Her child only has organic, home made meals. Her child only wears organic cotton baby grows. She only bathes her baby's skin with organic body wash, while you let yours play recklessly in synthetic bubbles. Her baby picked up signing at the drop of a muslin. Hypnobirthing worked for her. She has the latest pram. And she was back in her skinny jeans a day after that baby popped effortlessly out, as whale music played and her husband ran through the relaxing script they'd prepared. I bet she's the kind of woman who always has a store cupboard full of stuff to throw together an "easy supper for friends" at the drop of a hat, in her tidy house. I am deeply distrustful of anyone this organised. Or maybe just a bit envious. Because I'm not. As far as weaning goes (and so far we're two days in) all the signs are that I am just too manic to be completely organic.
Though I am waiting on my gold medal after pureeing an apple for my daughter today, which she seemed to mildly enjoy, though not as much as hurling the spoon to the ground every five seconds and watching me grubbing round on the floor for it. As time goes by I look forward to her hoiking up some of my hastily prepared creations all down my clothes. It's always fun to fit another pile of laundry in to add to the general giddiness of the day, isn't it?
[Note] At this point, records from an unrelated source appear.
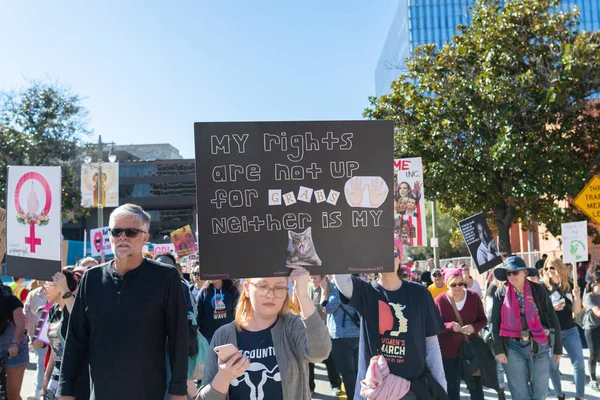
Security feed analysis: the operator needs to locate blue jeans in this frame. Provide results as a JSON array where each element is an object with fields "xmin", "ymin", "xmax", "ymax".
[
  {"xmin": 550, "ymin": 326, "xmax": 585, "ymax": 399},
  {"xmin": 33, "ymin": 347, "xmax": 48, "ymax": 392},
  {"xmin": 442, "ymin": 358, "xmax": 484, "ymax": 400},
  {"xmin": 504, "ymin": 339, "xmax": 550, "ymax": 400}
]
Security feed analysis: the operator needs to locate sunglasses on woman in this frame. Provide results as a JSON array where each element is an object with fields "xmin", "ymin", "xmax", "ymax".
[{"xmin": 108, "ymin": 228, "xmax": 148, "ymax": 239}]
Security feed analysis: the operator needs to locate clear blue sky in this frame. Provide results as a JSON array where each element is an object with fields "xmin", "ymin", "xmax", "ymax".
[{"xmin": 0, "ymin": 0, "xmax": 398, "ymax": 158}]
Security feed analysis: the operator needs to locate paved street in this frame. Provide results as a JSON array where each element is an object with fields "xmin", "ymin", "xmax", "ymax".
[{"xmin": 21, "ymin": 349, "xmax": 600, "ymax": 400}]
Weaning aside, I've made a pretty good job of carving more hours into my day by doing next to nothing organised. Basically, if it has the word "baby" in front of it, or starts before 11 am, or is perkily billed as 'a great chance to meet other mums' my rule is generally. not to do it. I've got my NCT buddies, they're all the mums I need, and they're fab. So, so far, Baby J has not experienced the following, which some mums fret about getting to, and are made to feel like they're compulsory. If you enjoy them, fab. If you don't, don't go. My list of non-attendance so far includes:
- Baby yoga (but she grabs her toes)
- Baby sensory (but I took her to the supermarket and she stared at the food and the lights)
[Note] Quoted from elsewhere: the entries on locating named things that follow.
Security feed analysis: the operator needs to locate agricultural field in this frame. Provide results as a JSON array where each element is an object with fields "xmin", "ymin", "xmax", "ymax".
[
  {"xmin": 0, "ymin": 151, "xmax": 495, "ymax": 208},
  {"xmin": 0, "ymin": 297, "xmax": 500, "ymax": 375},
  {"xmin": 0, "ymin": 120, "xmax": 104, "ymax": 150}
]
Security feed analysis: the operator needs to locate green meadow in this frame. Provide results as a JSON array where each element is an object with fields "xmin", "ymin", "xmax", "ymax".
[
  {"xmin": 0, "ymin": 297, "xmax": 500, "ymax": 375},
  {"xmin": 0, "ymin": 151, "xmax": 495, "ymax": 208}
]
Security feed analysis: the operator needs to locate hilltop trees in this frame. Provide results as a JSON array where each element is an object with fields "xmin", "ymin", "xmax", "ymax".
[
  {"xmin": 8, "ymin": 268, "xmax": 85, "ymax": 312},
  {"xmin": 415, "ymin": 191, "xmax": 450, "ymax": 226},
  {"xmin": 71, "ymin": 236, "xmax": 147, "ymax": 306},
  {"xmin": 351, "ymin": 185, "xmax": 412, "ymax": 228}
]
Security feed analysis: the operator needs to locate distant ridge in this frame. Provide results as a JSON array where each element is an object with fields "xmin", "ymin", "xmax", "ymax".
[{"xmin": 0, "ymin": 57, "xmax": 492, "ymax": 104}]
- Baby massage (but there's a lavender bag in my car which smells quite nice)
I'm even a bit hesitant about playgroups, only because one of the few I have sampled was nothing more than a comparison session, where worried mums tried to look cheerful on 2 hours sleep, before a talk on car seats. "Now" boomed the playgroup leader. "Let's go round the group and see what your baby's achieved this week. This is your chance to boast about what your baby's been up to." Luckily I was at the end of the row, and had time to think of a story to thrill everyone with, which was the fact that Baby J had just got back from holiday, and, along with mummy and daddy, had survived the flight between Jersey and Guernsey, and got to stay overnight at Stansted at the Holiday Inn Express. Big news eh? I think they were after something more developmental, but I was out of ideas after 12 people had talked about sleep patterns. This was followed by all the babies in the group rolling and grabbing toys, while Baby J drank some milk, sighed happily and promptly fell asleep without rattling a single rattle, or drumming a single mini drum.
I've got pans at home. She can bang those, and watch This Morning at the same time while I sort the washing. Does feeling a clean pair of socks count as baby sensory? Discuss.